Great Britain continues to see high day-ahead power prices, with no signs of a slowdown as prices hit a record high.
On September 14, the day-ahead auction cleared at new records across the board, with prices peaking at £1,675.30 per MWh for EPEX and £1,750 per MWh for Nordpool. That is a significant increase on the previous record price, with EPEX peaking at £1,500 per MWh on January 14, 2021, and Nordpool peaking a day earlier at £1,499.62 per MWh.
Volume weighted baseload prices also set new records at £461.17 per MWh for EPEX and £379.82 per MWh for Nordpool. This follows record pricing set just last week, where it was £281.11 per MWh for EPEX and £285.99 per MWh for Nordpool.
Phil Hewitt, director at EnAppSys, commented, “These high prices are being set by some generators sitting out of the wholesale market to get higher prices in the balancing mechanism.”
It’s unsurprising to see some generators want to take advantage of higher prices in the balancing mechanism, which hit a record high of £4,037.80 per MWh on September 9. However, all these high prices are also having an impact on interconnector capacity prices.

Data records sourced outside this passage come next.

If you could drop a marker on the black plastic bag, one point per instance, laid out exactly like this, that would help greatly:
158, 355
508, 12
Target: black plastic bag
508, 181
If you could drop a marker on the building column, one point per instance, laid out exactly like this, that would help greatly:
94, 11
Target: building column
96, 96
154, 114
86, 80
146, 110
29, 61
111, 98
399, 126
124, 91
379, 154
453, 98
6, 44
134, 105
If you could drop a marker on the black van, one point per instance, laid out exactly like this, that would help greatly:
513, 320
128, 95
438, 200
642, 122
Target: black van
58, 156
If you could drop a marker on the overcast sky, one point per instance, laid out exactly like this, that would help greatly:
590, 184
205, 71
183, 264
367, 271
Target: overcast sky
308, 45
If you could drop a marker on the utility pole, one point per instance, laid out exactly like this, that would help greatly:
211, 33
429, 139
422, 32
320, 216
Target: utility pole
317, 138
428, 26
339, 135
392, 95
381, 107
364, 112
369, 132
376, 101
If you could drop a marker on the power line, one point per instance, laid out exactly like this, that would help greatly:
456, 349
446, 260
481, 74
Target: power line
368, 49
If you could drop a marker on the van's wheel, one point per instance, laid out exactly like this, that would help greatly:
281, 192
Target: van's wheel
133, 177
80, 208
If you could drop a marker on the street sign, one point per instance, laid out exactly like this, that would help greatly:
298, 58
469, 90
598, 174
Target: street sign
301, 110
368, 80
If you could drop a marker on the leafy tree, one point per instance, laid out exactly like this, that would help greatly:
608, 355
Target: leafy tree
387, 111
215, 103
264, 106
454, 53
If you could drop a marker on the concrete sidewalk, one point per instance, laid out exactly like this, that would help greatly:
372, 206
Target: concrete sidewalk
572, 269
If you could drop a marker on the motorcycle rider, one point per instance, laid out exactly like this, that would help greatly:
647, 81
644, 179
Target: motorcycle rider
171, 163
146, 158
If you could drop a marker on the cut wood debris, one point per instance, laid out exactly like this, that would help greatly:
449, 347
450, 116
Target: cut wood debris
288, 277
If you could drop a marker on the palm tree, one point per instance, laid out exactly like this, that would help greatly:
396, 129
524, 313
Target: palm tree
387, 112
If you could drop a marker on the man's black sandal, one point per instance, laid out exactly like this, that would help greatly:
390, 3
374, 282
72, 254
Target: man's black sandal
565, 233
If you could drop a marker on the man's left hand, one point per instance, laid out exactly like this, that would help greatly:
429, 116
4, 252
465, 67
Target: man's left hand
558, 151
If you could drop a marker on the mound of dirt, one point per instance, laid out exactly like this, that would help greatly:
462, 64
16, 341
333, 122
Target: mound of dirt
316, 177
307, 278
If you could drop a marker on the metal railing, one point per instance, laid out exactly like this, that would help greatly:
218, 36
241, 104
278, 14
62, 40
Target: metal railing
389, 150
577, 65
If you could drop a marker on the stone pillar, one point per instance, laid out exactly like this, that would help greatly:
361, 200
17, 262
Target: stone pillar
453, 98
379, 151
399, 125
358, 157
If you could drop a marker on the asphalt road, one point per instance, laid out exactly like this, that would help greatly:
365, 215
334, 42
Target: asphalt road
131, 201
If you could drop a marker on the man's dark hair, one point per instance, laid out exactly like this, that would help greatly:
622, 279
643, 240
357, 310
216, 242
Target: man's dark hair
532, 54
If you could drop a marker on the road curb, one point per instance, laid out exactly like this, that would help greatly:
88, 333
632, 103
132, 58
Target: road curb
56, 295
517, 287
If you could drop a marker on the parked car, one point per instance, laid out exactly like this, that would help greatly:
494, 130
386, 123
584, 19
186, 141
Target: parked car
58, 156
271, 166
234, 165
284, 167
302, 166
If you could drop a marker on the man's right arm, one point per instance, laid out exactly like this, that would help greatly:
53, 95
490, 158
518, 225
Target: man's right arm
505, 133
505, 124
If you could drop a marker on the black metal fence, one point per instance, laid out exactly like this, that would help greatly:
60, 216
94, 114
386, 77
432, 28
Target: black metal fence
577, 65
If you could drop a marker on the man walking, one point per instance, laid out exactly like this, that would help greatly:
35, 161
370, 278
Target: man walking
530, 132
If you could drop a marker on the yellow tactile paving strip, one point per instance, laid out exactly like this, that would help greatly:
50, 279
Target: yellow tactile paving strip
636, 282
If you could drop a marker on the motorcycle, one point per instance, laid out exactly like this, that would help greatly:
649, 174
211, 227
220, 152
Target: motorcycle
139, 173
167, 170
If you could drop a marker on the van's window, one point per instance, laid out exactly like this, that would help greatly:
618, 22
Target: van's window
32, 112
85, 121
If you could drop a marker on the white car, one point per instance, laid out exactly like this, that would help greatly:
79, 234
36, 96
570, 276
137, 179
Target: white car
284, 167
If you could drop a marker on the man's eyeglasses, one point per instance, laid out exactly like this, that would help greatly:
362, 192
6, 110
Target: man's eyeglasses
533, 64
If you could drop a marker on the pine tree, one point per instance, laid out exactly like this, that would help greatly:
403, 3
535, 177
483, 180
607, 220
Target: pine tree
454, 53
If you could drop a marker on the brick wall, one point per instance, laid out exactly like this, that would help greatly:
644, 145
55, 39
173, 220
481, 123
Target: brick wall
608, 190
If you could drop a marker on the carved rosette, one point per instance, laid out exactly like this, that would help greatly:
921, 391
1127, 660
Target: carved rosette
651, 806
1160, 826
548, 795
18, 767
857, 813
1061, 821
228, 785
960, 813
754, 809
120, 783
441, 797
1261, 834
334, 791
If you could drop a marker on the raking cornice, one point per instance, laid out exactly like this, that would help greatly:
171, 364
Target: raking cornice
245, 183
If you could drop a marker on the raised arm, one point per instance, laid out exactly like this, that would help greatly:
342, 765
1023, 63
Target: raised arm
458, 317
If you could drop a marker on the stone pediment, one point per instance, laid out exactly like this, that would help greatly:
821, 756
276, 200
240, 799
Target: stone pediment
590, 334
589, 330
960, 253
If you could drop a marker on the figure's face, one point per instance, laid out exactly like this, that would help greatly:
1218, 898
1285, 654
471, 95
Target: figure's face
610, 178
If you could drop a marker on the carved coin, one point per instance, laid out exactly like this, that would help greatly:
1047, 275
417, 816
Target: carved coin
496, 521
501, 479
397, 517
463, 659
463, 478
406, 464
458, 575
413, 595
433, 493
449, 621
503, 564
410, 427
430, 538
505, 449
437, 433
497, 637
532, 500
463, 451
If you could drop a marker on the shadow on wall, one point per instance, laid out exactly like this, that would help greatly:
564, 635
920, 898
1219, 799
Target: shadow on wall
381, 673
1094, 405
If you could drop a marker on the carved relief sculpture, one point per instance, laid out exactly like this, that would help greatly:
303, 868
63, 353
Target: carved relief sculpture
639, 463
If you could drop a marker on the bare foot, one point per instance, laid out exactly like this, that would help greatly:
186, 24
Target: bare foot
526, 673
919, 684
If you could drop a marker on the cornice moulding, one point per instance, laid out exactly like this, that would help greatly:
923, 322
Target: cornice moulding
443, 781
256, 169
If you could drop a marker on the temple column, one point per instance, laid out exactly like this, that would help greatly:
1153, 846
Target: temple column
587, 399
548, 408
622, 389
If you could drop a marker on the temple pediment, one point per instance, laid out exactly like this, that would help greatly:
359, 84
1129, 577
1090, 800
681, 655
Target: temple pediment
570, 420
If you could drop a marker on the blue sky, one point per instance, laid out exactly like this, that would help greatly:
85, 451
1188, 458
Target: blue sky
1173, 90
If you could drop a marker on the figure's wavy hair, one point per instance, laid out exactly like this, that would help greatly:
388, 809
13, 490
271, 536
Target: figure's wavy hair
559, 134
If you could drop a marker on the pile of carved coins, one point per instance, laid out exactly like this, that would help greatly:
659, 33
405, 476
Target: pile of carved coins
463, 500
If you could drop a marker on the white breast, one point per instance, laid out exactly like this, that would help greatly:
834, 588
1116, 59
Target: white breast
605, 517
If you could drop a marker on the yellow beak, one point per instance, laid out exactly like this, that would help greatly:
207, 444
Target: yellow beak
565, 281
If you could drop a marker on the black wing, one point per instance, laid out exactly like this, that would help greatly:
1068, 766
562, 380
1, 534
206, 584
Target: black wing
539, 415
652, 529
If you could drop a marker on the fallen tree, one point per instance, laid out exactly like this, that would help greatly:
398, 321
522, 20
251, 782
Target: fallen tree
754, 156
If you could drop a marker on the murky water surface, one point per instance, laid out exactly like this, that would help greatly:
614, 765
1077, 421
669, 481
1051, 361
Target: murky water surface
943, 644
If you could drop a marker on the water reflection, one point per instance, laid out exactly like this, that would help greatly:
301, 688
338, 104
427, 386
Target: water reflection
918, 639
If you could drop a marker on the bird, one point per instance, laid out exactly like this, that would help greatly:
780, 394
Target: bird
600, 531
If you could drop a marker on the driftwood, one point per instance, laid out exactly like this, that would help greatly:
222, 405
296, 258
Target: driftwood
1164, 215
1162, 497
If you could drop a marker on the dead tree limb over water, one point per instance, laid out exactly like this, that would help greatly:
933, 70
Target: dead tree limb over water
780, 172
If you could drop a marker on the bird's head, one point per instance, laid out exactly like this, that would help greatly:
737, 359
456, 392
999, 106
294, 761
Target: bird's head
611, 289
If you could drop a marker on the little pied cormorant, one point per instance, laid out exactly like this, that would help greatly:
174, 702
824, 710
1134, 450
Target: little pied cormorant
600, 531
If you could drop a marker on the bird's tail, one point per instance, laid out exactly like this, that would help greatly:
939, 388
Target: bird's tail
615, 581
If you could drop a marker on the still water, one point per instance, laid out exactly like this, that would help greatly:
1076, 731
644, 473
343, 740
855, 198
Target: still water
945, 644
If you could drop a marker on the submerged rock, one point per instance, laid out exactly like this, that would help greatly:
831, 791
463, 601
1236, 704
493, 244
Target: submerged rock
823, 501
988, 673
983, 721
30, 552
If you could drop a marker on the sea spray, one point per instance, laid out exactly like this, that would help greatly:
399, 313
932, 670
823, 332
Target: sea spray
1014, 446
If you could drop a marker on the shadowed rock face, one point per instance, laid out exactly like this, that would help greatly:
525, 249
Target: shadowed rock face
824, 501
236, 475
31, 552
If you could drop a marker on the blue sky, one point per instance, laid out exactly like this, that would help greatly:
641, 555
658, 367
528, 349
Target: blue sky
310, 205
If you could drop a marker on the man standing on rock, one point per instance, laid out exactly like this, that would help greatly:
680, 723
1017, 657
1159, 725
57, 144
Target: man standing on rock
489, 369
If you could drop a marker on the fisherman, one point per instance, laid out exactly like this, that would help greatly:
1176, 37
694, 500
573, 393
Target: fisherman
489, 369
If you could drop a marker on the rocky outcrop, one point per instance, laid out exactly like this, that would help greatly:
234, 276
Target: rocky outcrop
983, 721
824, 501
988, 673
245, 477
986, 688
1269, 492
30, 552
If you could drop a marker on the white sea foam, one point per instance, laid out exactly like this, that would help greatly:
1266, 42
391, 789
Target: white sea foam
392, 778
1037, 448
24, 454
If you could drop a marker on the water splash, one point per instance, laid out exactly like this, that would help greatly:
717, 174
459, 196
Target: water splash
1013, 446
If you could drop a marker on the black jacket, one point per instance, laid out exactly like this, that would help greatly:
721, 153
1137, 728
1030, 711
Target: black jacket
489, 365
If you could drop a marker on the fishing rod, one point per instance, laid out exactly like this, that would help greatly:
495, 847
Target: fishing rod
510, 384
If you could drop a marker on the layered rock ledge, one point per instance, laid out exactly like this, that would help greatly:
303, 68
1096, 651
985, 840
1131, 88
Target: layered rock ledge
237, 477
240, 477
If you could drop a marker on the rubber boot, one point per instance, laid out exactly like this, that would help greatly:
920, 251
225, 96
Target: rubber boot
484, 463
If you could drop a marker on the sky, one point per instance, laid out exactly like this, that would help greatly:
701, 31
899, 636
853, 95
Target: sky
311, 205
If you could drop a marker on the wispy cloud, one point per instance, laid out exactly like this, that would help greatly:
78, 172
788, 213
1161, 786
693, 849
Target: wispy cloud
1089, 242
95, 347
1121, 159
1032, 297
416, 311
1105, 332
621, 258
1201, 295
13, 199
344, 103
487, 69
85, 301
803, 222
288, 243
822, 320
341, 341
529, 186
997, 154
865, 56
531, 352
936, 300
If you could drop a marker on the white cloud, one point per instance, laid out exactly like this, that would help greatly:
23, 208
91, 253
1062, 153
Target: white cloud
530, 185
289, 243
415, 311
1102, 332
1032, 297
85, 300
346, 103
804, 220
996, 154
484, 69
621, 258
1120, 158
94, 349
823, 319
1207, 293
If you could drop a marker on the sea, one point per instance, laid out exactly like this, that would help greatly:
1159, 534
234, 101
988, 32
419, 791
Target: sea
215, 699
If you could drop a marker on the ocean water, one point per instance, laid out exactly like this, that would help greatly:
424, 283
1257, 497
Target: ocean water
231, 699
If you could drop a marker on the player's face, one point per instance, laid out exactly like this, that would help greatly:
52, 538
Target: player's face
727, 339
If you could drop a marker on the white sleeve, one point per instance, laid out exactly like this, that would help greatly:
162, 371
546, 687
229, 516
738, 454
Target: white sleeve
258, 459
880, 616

Hewitt continued, “We are also seeing interconnector capacity prices peaking at very high levels; this is a consequence of the new trading arrangements as a result of Brexit. Previously, implicit market coupling would have cleared these prices at a much lower level. The more aggressive interconnector capacity prices are feeding through to longer-term capacity prices on the interconnectors. Generally, the new trading arrangements are feeding into much higher costs for using the interconnectors compared to before 1st January 2021.
“We are surprised by the extent of these high prices because the market appears to be no more volatile than last week. It does feel that prices are overshooting.
“Looking ahead, Wednesday and Thursday look even more volatile compared to tomorrow, so we suspect that this is not the end of the high prices for this week.”
Signs of Brexit causing higher energy prices were already showing earlier this year, but since then things appear to be getting worse.